The way the test works is that, if the contract satisfies all 4 “prongs”, it “passes” the Howey Test and is therefore a securities transaction. If the contract does not satisfy any one of the prongs, it fails the Howey Test and is therefore is not a securities transaction. 

The 4 prongs of the Howey Test

Ok, with all of that as background, here is how I see the Howey Test — 4 prongs that all need to be satisfied:

So, if you were to start to think about how to “knock out” prongs of the test, thereby removing a transaction from securities status, you’d start one-by-one.

1) Remove the “investment of money” and what you have looks more like a Gift (think: receiving airline miles, or ride credits on Uber, or “airdrops” of tokens in a crypto network)

2) Remove the “expectation of profit” and what you have looks more like a product  (think: pre-buying a backpack or movie on Kickstarter, purchasing laundry or arcade tokens, or buying Stacks Tokens to insert records in the Blockstack blockchain):

3) Remove the “common enterprise” and what you get looks more like a collectible (think unique items like stamps, baseball cards, or CryptoKitties):

4) Finally, remove the “efforts of a promoter or third party” and what you get looks more like a commodity (think gold, wheat, or Bitcoin or Ethereum):

All together, it looks like this:

Is a “security” an asset or a transaction?

A key question throughout all of this is whether the “security” is the digital asset itself, or instead the transaction involving the digital asset.

In a key speech by the head of SEC’s Corporate Finance Division, Bill Hinman, earlier this year, he addressed this question head on:

To start, we should frame the question differently and focus not on the digital asset itself, but on the circumstances surrounding the digital asset and the manner in which it is sold. To that end, a better line of inquiry is: “Can a digital asset that was originally offered in a securities offering ever be later sold in a manner that does not constitute an offering of a security?” In cases where the digital asset represents a set of rights that gives the holder a financial interest in an enterprise, the answer is likely “no.” In these cases, calling the transaction an initial coin offering, or “ICO,” or a sale of a “token,” will not take it out of the purview of the U.S. securities laws.

But what about cases where there is no longer any central enterprise being invested in or where the digital asset is sold only to be used to purchase a good or service available through the network on which it was created? I believe in these cases the answer is a qualified “yes.”

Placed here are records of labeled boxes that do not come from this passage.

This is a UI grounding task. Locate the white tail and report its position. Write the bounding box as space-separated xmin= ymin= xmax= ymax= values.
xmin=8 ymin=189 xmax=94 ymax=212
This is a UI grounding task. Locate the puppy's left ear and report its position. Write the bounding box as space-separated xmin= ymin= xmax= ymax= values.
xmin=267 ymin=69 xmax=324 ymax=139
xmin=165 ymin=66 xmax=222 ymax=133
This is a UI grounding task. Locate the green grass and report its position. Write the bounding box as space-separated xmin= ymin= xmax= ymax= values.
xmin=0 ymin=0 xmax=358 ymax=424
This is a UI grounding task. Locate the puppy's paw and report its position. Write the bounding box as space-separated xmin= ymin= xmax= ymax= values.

The Hinman speech clarified two things: 1) that by knocking out the “efforts of others” prong of the Howey Test (#4 above) a crypto asset transaction can be viewed through the lens of commodities vs securities and 2) that an early transaction of that asset (in this case the pre-sale of ETH) can be analyzed under Howey distinctly from a later sale, given different facts and circumstances at the time.

This last part is really important, and I still have a hard time pinning down (really smart, expensive) lawyers on the subject.  There is an idea that a “security” is a thing rather than a transaction, which does seem at odds with both Howey and the Hinman speech.    In the case of Howey, the oranges produced under the contract are not the same as the contract itself (similar to contracts for future tokens), and in the case of the Hinman speech, it’s the transaction rather than the underlying token (BTC or ETH).

Finally taking all of this together, it’s important to remember that 1) there are many kinds of cryptoassets, and 2) they are offered/sold/traded/transferred under different circumstances over time. I think about it like this:

I hope that is helpful.  This is complicated stuff, and new territory.